You can follow endless discussions about the storyline alone, where nobody is actually right. Upstream Color consists of so many layers that multiple interpretations are possible. One of those layers is about the young woman, Kris (Amy Seimetz). After a horrible experience, she wakes up in her car, scared and insecure, somewhere along a busy road. She has no idea how she got there and what happened to her. It turns out that she has lost her job and all her money. Little by little, trying to get her life back on track, she meets Jeff (Shane Caruth), with whom she develops a deep, emotional bond.
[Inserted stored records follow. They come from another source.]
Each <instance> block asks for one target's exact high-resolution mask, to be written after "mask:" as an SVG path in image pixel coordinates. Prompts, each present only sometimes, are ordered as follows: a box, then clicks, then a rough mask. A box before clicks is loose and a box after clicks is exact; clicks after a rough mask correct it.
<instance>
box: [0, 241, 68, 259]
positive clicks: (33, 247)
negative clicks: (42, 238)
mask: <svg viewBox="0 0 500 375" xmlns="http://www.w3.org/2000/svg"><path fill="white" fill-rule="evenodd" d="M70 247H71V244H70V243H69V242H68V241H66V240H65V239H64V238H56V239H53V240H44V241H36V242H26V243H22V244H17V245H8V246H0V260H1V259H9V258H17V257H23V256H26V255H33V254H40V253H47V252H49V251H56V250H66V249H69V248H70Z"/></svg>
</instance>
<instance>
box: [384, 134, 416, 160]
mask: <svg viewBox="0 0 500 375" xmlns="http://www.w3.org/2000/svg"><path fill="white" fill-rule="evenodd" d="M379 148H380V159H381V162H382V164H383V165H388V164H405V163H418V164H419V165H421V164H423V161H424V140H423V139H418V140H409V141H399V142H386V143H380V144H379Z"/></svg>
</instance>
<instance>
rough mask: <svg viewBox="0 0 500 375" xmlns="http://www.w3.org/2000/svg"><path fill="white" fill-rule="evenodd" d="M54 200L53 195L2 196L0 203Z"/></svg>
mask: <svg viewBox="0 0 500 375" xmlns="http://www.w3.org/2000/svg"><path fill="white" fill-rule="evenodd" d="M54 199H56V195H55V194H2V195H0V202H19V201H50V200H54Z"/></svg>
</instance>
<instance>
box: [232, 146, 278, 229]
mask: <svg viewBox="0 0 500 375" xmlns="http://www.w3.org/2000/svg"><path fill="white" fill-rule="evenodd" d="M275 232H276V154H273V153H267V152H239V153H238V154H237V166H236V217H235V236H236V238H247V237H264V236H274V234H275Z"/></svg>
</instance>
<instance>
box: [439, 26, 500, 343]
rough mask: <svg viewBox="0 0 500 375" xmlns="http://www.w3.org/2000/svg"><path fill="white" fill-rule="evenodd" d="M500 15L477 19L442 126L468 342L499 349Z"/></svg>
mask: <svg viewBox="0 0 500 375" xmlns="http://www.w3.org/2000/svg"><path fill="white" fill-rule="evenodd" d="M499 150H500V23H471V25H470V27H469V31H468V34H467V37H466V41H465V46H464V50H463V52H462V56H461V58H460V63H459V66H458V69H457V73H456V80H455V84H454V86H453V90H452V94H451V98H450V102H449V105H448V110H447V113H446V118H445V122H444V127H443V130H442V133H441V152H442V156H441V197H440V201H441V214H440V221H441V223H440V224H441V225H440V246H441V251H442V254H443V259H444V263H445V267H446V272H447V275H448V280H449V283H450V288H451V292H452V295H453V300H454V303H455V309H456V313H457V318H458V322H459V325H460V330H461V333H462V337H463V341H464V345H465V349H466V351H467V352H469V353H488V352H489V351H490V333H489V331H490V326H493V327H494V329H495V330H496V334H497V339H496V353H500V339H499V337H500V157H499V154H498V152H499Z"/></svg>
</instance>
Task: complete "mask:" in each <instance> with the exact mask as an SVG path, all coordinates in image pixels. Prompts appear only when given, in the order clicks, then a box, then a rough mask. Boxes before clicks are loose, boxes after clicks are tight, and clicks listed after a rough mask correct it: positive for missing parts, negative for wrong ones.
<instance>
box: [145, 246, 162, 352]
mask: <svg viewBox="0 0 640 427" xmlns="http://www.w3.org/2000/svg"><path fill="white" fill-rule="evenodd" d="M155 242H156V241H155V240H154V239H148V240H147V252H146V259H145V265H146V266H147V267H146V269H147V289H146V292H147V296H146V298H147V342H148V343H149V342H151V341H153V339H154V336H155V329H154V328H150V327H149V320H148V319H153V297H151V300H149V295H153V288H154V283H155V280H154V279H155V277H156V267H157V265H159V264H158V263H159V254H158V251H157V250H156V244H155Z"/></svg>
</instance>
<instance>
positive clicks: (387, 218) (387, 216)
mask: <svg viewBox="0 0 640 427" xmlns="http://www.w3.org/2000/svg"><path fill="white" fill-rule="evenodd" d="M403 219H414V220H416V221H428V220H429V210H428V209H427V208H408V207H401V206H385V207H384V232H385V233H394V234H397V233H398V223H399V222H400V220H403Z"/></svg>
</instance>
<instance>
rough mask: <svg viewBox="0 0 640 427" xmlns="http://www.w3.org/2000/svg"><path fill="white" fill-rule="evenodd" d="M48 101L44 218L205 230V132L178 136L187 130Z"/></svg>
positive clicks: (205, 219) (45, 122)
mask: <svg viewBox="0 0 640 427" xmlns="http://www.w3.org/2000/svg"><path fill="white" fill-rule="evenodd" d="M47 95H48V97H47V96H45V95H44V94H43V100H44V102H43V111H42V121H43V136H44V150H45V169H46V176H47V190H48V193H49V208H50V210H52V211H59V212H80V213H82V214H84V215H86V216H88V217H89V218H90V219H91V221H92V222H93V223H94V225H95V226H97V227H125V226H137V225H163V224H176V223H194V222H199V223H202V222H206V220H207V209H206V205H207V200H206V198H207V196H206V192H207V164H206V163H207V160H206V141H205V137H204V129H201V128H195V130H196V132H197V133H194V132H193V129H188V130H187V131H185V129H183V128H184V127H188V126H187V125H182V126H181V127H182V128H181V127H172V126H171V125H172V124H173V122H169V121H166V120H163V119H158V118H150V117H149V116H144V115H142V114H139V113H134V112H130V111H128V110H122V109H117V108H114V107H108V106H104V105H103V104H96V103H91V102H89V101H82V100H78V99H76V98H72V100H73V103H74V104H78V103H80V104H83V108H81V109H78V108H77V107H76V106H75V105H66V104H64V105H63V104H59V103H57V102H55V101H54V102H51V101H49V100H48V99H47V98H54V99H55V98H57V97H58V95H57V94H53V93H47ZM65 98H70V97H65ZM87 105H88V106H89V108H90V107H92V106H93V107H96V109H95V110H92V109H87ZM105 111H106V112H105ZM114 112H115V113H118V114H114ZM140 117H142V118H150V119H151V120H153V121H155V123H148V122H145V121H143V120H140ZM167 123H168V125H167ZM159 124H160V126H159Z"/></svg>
Upstream Color is about memories, self-image, human will, nature and our relationship to it. Carruth uses a fascinating way of editing – before you realize what you see, there is another fragment – and has added an alienating soundtrack. Still, the two main characters, most notably Kris, are people you care about from minute one. Seimetz excels in her performance of the traumatized Kris, even when, like a zombie, she passively performs the tasks that The Thief, her abductor, imposes on her. What happens to her is gruesome, inhuman, but it is precisely because of the almost friendly way in which this is shown – with almost no horror-like scenes, you become attached to her.
What you get to see in ‘Upstream Color’ is beyond your average fantasy, but if you pay attention – the film requires your full concentration – it is not difficult to distil some coherence. However, don’t expect to be able to completely dissect the movie, ‘Upstream Color’ is like a cryptogram with no definitive solution. It could well be the ‘Donnie Darko’ of this decade, but a few degrees worse. By creating such a collage of abstract art expressions and extreme dream images, the self-confident Carruth naturally immediately creates a considerable barrier. Even movie buffs who like a challenge will not immediately embrace this film and that is very understandable. But it must be strange if certain fragments from ‘Upstream Color’ do not keep whirling around in your head or in your dreams for days and nights. Fantastic and unforgettable.